To give a flavour for the significance of the results: the impact on historical mortality rates for Ireland can be as high as 6% and the same can be said for the UK. Like I said, pretty striking stuff.
In addition, crucially, the volatility of mortality rates and mortality improvement rates reduces when the tables are corrected. Volatility is a key input in any stochastic models and a reduction in volatility will lead to more predictable results and likely lower capital for mortality and longevity risk.
Finally, what previously looked like isolated cohort effects in the original national mortality tables virtually disappear when we correct the data, resulting in better informed choices regarding the inclusion of a cohort component and the statistical models used.
What next?
The challenge to the industry is to ask ourselves whether we have corrected the national mortality rates being input into our models, either directly or indirectly, and indeed whether we are using sufficiently sophisticated models in the first place.

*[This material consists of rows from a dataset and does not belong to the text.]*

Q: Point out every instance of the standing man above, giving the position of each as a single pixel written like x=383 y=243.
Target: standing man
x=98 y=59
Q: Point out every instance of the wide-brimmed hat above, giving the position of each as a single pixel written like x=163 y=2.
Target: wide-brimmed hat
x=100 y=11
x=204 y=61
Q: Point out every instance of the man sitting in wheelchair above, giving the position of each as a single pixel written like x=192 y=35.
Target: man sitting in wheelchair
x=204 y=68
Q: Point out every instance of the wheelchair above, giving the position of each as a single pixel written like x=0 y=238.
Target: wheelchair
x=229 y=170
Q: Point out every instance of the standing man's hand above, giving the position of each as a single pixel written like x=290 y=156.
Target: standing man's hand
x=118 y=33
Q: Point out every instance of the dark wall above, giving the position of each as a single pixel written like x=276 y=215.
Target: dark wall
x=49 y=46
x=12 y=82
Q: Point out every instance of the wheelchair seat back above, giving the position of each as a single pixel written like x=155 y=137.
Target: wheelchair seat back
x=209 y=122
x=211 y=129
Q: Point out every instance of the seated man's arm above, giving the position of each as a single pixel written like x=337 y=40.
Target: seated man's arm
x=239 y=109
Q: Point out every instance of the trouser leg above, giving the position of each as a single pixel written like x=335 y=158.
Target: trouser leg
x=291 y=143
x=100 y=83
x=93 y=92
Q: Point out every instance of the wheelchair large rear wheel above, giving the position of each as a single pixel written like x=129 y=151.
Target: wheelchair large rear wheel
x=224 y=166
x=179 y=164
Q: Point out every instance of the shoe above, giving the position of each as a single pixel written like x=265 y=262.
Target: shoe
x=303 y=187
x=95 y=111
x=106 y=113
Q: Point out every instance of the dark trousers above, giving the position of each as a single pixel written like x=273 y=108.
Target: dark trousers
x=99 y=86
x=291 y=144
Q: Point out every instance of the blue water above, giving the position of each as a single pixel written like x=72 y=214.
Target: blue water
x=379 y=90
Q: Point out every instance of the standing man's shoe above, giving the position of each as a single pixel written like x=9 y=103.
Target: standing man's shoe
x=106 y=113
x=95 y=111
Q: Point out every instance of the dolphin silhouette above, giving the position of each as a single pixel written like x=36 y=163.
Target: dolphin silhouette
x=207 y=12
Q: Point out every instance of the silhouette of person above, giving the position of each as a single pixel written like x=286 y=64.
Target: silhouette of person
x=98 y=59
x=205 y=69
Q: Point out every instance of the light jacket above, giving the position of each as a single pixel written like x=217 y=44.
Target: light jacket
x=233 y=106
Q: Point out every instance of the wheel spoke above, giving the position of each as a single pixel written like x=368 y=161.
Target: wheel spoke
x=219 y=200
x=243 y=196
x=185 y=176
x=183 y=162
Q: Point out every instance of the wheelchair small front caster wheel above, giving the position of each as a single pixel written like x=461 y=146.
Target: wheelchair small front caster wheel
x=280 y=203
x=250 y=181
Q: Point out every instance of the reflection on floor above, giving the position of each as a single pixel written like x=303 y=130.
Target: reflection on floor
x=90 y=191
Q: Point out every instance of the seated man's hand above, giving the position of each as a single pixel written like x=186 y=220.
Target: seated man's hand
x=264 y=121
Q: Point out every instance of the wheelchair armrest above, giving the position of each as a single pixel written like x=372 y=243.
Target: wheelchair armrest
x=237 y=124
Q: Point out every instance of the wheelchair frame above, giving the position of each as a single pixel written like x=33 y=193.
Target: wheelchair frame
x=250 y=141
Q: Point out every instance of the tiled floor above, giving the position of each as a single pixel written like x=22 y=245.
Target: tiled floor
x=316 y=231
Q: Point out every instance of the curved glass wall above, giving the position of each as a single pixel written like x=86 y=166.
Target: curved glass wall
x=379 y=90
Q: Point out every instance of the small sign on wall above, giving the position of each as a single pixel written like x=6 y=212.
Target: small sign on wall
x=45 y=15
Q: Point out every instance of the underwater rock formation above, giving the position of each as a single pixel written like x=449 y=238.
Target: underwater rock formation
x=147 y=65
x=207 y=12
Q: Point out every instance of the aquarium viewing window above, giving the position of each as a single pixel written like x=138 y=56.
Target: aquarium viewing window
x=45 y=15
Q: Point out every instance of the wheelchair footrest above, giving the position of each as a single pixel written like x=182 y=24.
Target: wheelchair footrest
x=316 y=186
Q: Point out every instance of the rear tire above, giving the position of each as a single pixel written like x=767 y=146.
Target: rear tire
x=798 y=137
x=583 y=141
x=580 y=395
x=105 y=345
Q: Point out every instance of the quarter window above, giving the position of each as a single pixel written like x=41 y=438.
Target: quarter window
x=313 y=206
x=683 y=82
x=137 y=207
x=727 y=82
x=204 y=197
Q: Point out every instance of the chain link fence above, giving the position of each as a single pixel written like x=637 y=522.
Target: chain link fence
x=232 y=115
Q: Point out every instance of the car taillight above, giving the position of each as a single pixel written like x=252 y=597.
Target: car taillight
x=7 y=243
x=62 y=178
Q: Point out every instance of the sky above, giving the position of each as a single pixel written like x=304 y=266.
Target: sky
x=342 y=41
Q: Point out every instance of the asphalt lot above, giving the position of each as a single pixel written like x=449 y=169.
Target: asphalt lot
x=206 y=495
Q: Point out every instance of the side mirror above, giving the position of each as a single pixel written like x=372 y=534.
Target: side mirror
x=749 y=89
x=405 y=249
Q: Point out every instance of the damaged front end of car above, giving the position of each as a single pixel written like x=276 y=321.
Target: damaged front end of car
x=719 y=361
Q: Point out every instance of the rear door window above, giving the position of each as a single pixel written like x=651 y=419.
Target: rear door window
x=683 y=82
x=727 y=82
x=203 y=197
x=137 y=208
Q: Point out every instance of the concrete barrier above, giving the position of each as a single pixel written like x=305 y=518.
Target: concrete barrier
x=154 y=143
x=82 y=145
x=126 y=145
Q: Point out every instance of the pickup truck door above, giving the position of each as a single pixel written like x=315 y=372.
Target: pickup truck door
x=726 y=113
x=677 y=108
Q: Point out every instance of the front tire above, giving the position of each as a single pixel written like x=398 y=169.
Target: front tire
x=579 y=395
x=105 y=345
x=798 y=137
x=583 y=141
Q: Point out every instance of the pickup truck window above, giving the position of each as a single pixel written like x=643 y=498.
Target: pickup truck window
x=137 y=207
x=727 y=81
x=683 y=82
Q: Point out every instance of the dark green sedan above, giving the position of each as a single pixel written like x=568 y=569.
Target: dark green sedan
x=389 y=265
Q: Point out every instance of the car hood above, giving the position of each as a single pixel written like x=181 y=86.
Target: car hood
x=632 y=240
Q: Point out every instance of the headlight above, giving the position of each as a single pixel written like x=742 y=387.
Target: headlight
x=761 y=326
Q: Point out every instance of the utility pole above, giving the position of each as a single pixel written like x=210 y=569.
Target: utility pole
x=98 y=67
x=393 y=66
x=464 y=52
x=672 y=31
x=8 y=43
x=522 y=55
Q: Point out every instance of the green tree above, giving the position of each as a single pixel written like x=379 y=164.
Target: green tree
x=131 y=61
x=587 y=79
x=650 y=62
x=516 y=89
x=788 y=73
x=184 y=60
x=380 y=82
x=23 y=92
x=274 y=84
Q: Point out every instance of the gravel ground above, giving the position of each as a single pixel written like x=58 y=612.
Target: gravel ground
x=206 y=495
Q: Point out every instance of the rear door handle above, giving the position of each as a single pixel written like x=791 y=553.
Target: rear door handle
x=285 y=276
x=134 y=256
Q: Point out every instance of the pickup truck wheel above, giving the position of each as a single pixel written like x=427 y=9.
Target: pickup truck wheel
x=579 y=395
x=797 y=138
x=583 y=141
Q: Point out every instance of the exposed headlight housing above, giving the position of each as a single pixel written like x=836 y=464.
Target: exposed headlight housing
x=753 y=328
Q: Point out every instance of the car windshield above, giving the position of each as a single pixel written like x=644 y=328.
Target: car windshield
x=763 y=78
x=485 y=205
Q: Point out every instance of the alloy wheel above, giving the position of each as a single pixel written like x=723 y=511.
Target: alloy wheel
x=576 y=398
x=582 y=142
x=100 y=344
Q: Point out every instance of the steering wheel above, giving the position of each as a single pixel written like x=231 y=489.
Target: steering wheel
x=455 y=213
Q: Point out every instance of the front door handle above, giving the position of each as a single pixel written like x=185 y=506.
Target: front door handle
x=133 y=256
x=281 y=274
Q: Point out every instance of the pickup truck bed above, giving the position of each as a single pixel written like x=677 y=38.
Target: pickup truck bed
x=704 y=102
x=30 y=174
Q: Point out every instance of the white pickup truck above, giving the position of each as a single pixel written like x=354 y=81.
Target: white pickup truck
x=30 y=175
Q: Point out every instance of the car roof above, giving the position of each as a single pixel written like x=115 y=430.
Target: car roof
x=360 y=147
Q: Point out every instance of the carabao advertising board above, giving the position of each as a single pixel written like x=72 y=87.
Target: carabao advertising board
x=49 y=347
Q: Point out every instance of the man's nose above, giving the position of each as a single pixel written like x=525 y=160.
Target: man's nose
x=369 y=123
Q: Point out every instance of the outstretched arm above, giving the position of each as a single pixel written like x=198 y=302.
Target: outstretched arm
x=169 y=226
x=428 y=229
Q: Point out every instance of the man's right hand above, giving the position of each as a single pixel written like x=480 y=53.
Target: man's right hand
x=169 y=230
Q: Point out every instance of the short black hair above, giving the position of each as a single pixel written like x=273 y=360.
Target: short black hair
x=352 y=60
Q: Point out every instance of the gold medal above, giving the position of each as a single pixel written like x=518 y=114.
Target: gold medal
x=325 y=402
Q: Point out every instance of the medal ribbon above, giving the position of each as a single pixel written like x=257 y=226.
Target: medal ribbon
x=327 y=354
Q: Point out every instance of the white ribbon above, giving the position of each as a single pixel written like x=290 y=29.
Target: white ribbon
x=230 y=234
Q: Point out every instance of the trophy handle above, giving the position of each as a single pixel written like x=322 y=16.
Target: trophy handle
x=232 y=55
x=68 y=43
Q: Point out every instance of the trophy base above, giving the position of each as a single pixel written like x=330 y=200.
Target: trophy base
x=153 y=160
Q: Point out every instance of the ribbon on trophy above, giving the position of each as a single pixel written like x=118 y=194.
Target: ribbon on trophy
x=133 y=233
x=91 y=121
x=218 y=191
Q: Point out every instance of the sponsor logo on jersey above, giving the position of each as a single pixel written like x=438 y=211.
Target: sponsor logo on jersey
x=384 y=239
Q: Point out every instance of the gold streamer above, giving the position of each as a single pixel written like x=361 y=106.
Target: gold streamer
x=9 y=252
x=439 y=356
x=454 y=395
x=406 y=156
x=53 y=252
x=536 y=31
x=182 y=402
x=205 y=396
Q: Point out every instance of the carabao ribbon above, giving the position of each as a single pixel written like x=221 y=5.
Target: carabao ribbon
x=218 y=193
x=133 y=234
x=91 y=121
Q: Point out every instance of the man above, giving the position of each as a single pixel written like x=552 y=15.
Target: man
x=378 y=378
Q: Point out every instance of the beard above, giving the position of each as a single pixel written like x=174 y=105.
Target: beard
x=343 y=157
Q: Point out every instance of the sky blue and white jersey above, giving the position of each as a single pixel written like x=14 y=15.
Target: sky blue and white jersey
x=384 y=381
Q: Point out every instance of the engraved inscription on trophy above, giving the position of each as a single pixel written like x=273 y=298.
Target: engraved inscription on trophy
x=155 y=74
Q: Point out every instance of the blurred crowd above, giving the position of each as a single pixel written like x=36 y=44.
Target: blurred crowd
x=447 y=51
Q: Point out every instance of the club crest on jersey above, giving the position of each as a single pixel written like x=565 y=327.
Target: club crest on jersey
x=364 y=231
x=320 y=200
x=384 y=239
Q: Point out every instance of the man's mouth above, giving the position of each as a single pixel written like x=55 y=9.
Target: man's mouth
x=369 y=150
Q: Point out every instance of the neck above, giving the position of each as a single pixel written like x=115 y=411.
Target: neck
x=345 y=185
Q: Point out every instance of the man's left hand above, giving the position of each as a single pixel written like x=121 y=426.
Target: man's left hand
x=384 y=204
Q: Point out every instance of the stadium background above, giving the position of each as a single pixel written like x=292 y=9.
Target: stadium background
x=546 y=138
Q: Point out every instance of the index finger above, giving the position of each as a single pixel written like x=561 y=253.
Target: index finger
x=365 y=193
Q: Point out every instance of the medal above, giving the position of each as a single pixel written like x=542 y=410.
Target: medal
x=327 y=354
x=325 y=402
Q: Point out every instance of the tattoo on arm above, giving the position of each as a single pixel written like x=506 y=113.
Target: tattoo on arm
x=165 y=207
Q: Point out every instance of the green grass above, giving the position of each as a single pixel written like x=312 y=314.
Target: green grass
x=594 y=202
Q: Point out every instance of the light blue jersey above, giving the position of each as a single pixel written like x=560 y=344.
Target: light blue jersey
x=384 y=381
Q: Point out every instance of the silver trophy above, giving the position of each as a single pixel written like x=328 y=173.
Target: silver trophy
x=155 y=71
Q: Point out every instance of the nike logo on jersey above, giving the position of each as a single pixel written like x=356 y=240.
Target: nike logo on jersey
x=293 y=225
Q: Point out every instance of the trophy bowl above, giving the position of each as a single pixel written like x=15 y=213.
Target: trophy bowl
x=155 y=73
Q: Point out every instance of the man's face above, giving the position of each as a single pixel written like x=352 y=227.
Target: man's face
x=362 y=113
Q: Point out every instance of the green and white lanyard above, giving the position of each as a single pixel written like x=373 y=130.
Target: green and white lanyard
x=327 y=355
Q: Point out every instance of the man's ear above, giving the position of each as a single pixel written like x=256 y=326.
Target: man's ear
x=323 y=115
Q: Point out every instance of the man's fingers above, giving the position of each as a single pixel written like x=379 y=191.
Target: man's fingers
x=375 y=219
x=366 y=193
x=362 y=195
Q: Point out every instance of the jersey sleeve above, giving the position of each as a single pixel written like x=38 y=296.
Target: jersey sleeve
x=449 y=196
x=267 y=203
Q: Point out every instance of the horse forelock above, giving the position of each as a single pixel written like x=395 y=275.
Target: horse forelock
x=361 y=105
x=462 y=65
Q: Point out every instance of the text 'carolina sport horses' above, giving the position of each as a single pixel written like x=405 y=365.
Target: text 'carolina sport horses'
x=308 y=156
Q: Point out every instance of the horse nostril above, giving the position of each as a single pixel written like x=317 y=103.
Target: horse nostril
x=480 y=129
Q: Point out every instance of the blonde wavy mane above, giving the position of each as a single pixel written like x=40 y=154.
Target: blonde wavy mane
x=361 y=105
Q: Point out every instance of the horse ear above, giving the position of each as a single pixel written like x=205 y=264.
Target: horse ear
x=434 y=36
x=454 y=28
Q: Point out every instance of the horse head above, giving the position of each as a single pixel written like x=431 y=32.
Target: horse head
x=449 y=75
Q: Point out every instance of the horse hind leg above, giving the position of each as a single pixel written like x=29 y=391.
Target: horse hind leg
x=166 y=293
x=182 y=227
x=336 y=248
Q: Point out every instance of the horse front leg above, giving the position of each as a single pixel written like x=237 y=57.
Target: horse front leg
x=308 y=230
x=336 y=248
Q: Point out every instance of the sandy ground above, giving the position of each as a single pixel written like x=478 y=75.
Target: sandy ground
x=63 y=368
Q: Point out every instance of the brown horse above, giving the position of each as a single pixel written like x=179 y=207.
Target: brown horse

The computation and analysis of mortality rates may no longer necessarily be our bread and butter, but a technical refresher and development of our thinking regarding this classic insurance risk is a welcome and timely contribution by Milliman researchers in Paris. If you would like more information, feel free to email me.
1Note that some of these individuals would have been born in 1920 and some would have been born in 1919, i.e., period mortality rates combine two different cohorts or generations of individuals. This is distinct from cohort mortality rates, which analyse individuals at a given age who were all born in the same year.